After Charlie is speared through the chest by a group of native warriors, he's brought back to health by brother Arthur's woman. He heals quickly enough to bring Arthur and gang back to town to effect a rescue of Mikey, not knowing that he's been lashed by those who demand more than the Captain's moderation. When the elder Burns see their injured brother, family blood boils, and the question turns to whether Charlie is going to satisfy the terms of Captain Stanley's proposition.
Guy Pearce is as appropriate to the role of a renegade with a tight spine and moral fiber as he was in the intellectually clever "Memento," the lawyer of "L.A. Confidential" and the depraved nightclub singer of "A Slipping Down Life." The high cheek bones and wiry physicality of the man serve him well as a tough hombre on a saddle and his very complete talent does the rest. As always, he's a joy to watch as he grapples with the moral ambivalence of his character.

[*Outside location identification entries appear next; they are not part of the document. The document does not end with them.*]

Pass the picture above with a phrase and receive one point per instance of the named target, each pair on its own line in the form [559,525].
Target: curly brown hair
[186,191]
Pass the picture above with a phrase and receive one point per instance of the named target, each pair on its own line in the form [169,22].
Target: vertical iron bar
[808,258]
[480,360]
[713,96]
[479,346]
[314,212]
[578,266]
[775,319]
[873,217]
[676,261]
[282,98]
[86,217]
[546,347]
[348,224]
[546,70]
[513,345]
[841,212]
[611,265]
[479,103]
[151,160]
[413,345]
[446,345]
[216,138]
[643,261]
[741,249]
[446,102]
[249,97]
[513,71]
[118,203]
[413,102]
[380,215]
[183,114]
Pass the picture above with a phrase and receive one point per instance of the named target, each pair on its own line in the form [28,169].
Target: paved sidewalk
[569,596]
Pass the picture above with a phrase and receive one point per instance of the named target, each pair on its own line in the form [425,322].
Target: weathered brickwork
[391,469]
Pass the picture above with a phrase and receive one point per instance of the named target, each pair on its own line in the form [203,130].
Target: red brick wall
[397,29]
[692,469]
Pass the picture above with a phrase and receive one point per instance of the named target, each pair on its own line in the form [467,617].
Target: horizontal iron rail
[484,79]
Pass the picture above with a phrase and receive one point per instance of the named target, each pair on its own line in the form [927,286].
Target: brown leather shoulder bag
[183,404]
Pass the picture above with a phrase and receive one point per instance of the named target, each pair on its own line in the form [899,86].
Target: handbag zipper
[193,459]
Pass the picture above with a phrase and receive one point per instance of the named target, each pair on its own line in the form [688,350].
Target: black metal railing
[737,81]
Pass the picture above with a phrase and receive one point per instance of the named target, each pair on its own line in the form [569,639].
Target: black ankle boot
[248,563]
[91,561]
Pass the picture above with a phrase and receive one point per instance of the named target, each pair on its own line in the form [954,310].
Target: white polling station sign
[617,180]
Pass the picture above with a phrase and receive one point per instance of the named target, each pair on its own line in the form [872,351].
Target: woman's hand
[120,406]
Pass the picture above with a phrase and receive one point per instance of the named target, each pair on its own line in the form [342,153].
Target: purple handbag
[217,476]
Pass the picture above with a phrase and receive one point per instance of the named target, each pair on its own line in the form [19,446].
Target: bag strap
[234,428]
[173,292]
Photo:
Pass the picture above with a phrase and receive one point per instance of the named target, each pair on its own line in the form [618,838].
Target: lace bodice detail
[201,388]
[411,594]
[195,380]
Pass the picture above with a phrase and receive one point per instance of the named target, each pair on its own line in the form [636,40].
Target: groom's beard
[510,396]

Danny Huston, too, surprises with an almost spiritual version of a bad guy of the plains, flowing hair and beard, duster, the works. After his CIA boss of "Covert One: The Hades Factor" (a mini TV series), and his British Charges d'Affair of "The Constant Gardener," he, too, delivers a wholly transforming persona as an arch and shrewdly intelligent villain -- one whose cold analysis of men who might be enemies is scarier than his willingness to pull the trigger.

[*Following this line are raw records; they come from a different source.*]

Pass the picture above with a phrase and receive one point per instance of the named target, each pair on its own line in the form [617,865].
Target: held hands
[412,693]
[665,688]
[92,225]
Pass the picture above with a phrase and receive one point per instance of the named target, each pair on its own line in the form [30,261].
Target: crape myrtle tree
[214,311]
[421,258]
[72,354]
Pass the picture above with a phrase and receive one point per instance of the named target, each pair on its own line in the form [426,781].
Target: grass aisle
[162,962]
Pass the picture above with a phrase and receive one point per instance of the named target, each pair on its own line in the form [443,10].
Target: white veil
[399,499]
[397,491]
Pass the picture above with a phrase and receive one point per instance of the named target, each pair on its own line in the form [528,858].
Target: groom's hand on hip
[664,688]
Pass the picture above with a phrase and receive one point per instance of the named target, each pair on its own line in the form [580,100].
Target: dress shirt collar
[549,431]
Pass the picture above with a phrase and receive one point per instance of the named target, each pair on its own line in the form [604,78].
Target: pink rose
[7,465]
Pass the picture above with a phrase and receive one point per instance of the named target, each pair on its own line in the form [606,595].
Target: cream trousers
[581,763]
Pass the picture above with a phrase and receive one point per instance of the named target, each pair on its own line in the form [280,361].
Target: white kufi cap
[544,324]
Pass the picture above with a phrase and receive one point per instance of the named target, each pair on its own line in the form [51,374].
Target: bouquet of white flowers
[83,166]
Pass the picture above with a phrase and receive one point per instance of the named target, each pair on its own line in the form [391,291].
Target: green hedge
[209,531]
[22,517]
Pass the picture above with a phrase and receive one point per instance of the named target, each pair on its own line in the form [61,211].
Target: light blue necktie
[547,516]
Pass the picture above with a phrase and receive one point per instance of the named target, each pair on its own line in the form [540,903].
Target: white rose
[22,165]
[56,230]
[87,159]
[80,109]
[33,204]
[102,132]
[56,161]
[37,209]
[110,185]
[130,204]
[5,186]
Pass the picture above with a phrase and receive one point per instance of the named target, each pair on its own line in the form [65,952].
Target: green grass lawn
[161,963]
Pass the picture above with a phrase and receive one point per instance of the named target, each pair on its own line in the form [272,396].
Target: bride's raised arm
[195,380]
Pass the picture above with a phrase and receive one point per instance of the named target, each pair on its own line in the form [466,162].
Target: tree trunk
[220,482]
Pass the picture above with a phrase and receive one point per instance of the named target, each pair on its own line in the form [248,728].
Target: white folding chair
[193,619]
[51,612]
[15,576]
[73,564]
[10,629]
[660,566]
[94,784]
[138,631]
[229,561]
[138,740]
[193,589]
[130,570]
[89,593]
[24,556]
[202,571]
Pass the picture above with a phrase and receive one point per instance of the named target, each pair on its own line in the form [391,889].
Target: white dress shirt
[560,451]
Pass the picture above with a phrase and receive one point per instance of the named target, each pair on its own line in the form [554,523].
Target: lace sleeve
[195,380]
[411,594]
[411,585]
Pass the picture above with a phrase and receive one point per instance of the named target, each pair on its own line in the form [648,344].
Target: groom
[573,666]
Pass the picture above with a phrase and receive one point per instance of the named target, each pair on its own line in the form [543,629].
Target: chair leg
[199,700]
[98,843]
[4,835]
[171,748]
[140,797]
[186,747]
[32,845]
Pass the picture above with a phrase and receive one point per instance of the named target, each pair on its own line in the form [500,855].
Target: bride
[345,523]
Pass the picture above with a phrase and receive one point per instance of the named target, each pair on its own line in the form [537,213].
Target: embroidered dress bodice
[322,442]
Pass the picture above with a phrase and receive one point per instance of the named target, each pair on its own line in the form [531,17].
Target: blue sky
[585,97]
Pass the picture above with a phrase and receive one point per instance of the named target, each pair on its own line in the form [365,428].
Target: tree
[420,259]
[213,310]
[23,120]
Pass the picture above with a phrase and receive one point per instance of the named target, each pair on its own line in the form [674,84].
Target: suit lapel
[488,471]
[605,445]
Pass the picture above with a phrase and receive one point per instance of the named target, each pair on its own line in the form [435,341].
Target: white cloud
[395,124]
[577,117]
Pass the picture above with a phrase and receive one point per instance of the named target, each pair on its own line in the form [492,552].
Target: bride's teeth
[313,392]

Ray Winstone, with whom we spend much time as the central icon of law and reason fending off the rage of the citizens and the thin moral fiber of his deputies is thick, slightly overexpressive, and stalwart, in a role that might well have gone to Gene Hackman in another time and place.
Emily Watson is as wild-west pulchritudinous as befits a lady in trying circumstances, and John Hurt as Jellon Lamb, the treacherous bounty hunter who is after Arthur or any other Burns bro, is in the process of showing us that his dramatic spunk has increased in his mature years. Considering what he delivered in "V for Vendetta," after 126 films and a career of 40+ years -- when many an actor is happy to merely echo the highlights of their pedigree -- this guy's just starting to treat us to his spectrum of colors.
And, you just can't do an Australian Outback film without David Gumpilil.
Screenwriter Nick Cave does a few folk-style songs and co-wrote (with Warren Ellis) the nostalgic, evocative score that helps you feel the sandy reaches and turbulent disorder of a punishing frontier. All together, it's a film with a talented ensemble cast in a visceral, stinging story of frontier justice and the pursuit of it by flawed men. It may have been inspired by the American Western, but its integrity and power is all its own. Drivingly well done, mates.